Steganography and its prevention were also prevalent in World War II. After the attack on Pearl Harbor, the United States enacted a censorship organization. This organization worked to think of ways that coded messages could be passed in the open, and took steps to stop them and destroy the code. Chess games were banned by mail; crossword puzzles were examined or removed from correspondence, newspaper clippings, as well as students' grades. At one point, knittings were closely monitored to prevent another Madame Defarge, who passed a number of secret messages during the French Revolution. Stamps were removed and replaced with ones of equal value but different denominations or numbers. Children's pictures were replaced, Xs and Os were removed from love letters, and, of course, blank paper was replaced and tested for invisible ink.

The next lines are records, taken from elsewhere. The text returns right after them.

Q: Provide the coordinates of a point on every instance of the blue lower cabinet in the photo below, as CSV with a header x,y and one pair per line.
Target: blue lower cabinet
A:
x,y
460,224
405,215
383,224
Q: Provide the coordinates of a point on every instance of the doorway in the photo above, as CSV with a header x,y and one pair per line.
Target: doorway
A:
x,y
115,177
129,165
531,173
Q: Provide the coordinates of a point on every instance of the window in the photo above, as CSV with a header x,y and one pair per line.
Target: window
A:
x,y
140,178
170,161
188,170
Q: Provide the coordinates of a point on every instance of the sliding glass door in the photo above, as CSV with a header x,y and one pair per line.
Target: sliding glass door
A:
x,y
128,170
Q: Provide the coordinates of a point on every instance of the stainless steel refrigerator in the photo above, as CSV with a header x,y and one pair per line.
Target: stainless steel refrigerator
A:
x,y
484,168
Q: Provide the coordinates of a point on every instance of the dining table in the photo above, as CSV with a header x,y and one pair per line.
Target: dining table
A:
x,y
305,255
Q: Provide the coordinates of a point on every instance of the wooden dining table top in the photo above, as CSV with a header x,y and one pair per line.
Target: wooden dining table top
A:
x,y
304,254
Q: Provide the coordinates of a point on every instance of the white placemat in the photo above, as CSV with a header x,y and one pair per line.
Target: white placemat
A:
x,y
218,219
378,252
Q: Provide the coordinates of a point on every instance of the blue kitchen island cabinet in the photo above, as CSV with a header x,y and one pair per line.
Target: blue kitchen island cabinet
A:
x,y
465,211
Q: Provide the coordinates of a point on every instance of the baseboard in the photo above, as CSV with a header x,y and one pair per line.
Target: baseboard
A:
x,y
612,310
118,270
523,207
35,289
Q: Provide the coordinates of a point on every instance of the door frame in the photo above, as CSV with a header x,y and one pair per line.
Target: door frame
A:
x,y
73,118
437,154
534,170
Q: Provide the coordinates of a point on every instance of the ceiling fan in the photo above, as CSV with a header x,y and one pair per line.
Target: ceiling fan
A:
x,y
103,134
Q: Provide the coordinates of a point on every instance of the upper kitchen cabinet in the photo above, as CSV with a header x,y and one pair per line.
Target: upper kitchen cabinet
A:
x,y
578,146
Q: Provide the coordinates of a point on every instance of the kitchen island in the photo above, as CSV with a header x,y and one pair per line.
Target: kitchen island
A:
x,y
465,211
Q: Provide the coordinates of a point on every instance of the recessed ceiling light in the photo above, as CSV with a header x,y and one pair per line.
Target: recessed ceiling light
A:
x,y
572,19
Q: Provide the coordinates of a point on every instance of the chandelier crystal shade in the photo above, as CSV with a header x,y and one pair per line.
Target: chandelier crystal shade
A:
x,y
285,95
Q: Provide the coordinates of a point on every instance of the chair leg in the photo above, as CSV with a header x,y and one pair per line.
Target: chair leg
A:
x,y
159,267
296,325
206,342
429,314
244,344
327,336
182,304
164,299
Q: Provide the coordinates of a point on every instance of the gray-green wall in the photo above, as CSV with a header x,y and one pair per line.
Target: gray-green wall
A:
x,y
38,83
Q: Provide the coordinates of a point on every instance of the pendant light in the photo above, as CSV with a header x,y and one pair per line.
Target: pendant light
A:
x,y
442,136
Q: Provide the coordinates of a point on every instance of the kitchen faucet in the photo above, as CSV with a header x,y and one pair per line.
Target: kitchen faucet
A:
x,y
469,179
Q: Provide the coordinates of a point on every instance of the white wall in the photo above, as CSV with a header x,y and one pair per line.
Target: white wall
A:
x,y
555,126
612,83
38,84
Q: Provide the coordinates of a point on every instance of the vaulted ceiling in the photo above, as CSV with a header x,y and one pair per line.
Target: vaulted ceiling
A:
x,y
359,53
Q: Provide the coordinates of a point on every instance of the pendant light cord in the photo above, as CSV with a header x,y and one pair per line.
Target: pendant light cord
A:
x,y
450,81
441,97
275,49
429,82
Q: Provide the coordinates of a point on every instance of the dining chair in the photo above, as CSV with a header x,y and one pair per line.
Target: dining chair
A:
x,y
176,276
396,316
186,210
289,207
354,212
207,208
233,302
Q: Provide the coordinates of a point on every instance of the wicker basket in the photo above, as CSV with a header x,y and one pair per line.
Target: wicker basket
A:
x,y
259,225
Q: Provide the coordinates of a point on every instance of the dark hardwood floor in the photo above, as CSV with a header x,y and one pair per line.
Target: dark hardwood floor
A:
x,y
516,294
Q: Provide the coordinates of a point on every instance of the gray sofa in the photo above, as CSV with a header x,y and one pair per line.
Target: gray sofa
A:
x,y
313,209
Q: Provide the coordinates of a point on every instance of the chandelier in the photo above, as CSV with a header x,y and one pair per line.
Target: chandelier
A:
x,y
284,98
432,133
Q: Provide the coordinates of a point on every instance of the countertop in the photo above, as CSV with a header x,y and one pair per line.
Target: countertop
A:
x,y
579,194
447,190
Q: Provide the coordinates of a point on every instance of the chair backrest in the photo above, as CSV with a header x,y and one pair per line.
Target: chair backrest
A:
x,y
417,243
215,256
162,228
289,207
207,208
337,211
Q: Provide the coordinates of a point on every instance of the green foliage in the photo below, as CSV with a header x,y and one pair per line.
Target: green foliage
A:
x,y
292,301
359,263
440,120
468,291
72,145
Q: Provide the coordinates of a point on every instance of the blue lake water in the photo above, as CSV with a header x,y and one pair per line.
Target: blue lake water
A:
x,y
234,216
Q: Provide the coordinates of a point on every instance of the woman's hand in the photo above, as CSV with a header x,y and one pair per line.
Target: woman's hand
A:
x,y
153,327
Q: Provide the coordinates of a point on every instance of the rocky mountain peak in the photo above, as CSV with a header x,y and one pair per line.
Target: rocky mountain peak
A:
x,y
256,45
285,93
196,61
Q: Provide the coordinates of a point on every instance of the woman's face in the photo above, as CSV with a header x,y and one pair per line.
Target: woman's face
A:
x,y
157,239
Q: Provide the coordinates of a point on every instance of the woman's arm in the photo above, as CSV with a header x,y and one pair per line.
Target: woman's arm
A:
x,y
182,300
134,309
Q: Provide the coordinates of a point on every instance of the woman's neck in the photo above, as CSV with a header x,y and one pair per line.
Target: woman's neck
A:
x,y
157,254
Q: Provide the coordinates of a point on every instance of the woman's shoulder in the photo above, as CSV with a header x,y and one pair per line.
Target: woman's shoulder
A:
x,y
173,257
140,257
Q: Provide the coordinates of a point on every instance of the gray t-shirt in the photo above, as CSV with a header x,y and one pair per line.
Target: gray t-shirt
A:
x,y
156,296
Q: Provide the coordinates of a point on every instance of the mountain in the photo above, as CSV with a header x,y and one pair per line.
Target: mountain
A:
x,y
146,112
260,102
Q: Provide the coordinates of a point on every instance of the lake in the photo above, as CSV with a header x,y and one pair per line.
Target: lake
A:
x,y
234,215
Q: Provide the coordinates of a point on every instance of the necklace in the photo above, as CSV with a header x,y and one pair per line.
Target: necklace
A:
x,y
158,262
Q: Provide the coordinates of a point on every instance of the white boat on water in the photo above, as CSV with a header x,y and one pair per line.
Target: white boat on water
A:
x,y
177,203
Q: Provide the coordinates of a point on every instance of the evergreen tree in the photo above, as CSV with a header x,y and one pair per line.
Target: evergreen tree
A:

Censor regulations also prohibited sending any text that was unclear, had personal notes not related to the message, or were in a language other than English, French, Spanish, or Portuguese. Censors would often paraphrase messages, and cables ordering flowers forbade any mention of a flower species.
Mass media was also censored. Telephone and telegraph requests for special songs were not allowed, and mail-in song requests would be held for a random amount of time before being played. Personal ads were also censored, including ads for lost dogs. There were no more man-on-the-street interviews, as this could be something an agent could "accidentally" make happen. Children's Christmas lists were also censored.